There were conflicting reports from unofficial police sources on the possible contents of the bomb. One report said that it might have consisted of between 500lb and 1,500lb of dynamite of the kind used on building sites; another, that it was probably made from a mixture of fuel oil and fertiliser.

Because of the size of the explosion, investigators believe that the bomb was carried into the car park in more than one vehicle. Some of the witnesses already interviewed by police said that they saw several vehicles moving suspiciously near the trade centre just before the bomb exploded.

It was normal practice in the car park for the licence plates of cars to be recorded, and the list has provided investigators with a leads after the car numbers were compared with computerised intelligence information.

Those sources putting forward the dynamite theory said that it seemed to indicate that the bombers were not used to dealing with explosives because of the large quantities they needed to create a huge explosion.

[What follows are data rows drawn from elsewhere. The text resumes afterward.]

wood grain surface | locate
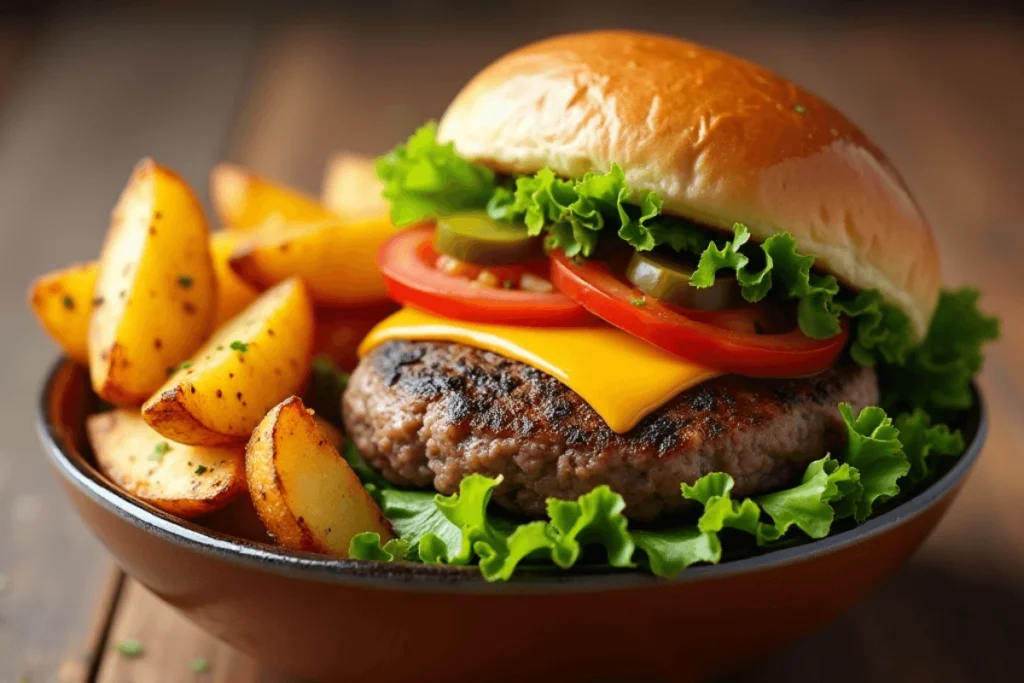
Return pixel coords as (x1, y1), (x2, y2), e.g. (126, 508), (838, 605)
(0, 7), (1024, 683)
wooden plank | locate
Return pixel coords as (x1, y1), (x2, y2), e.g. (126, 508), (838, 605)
(0, 12), (255, 682)
(92, 12), (1024, 683)
(96, 581), (287, 683)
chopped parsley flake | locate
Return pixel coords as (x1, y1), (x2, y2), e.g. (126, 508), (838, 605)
(150, 441), (171, 463)
(118, 638), (145, 659)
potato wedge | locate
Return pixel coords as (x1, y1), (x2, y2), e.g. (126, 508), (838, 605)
(88, 159), (217, 405)
(86, 409), (246, 517)
(210, 231), (259, 328)
(210, 164), (333, 230)
(313, 301), (398, 372)
(230, 218), (394, 306)
(29, 261), (99, 366)
(313, 413), (345, 451)
(142, 279), (313, 445)
(246, 396), (394, 557)
(322, 153), (390, 219)
(29, 231), (259, 358)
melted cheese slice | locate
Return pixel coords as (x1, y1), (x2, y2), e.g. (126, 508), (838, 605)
(359, 308), (723, 433)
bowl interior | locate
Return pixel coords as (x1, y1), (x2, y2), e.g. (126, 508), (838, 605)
(39, 359), (987, 591)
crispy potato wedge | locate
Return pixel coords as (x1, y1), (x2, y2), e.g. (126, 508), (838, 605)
(230, 218), (394, 306)
(29, 261), (99, 366)
(142, 279), (314, 445)
(210, 164), (333, 230)
(246, 396), (394, 557)
(313, 301), (398, 372)
(88, 159), (217, 405)
(322, 153), (390, 219)
(313, 413), (345, 451)
(86, 409), (246, 517)
(210, 231), (259, 328)
(29, 231), (259, 365)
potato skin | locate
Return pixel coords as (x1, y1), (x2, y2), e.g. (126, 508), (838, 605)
(142, 279), (314, 445)
(29, 261), (99, 366)
(246, 396), (394, 557)
(210, 164), (333, 230)
(230, 217), (394, 306)
(210, 231), (259, 329)
(29, 232), (259, 366)
(88, 159), (216, 405)
(86, 409), (246, 518)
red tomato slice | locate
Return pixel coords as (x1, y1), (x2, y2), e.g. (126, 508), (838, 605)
(551, 251), (849, 377)
(377, 225), (594, 327)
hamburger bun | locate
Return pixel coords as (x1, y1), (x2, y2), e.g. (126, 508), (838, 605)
(438, 31), (940, 335)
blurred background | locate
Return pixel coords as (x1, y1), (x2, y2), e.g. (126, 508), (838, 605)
(0, 0), (1024, 682)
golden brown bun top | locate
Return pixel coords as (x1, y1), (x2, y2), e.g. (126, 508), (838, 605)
(438, 32), (940, 334)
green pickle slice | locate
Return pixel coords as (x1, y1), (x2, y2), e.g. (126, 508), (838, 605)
(626, 252), (742, 310)
(434, 211), (544, 265)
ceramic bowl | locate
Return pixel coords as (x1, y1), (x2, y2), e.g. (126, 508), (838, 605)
(40, 361), (986, 683)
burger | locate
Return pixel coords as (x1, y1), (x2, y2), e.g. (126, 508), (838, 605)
(342, 32), (998, 579)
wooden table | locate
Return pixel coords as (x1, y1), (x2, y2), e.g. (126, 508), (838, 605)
(0, 3), (1024, 683)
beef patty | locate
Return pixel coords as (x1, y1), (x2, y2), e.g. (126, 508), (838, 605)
(342, 341), (879, 520)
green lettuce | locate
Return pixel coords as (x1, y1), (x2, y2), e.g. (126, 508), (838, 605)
(755, 456), (863, 545)
(349, 403), (964, 581)
(893, 408), (964, 482)
(839, 403), (910, 522)
(376, 122), (497, 226)
(487, 164), (696, 256)
(879, 288), (999, 414)
(302, 355), (348, 423)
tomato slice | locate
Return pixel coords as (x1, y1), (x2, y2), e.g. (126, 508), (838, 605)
(377, 225), (594, 327)
(551, 251), (849, 377)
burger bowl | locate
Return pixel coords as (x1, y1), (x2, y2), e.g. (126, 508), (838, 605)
(39, 359), (986, 683)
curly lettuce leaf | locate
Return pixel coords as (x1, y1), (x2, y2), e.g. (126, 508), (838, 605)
(756, 456), (863, 545)
(302, 355), (348, 423)
(379, 488), (462, 564)
(348, 531), (410, 562)
(880, 288), (999, 412)
(548, 486), (634, 567)
(633, 524), (722, 579)
(893, 408), (965, 482)
(377, 122), (497, 226)
(682, 472), (761, 533)
(487, 164), (679, 256)
(349, 395), (964, 581)
(839, 403), (910, 523)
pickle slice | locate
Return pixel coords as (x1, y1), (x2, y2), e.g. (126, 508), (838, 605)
(434, 211), (544, 265)
(626, 252), (742, 310)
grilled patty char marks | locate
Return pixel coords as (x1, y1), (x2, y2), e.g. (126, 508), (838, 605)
(343, 341), (879, 520)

Terrorist bombs are usually made of plastic explosive. The dynamite theory started when traces of nitrate, a component of dynamite, were discovered in the debris. However, this does not exclude the theory that it was a fertiliser mixture, since this also could have contained nitrates.

The trade centre buildings yesterday were still closed for business, except to commodity traders who would have faced losses of millions of dollars if they had been denied entry.

Since Friday's explosion there have been 200 bomb threats to targets in Manhattan. Normally there are no more than 10 a day.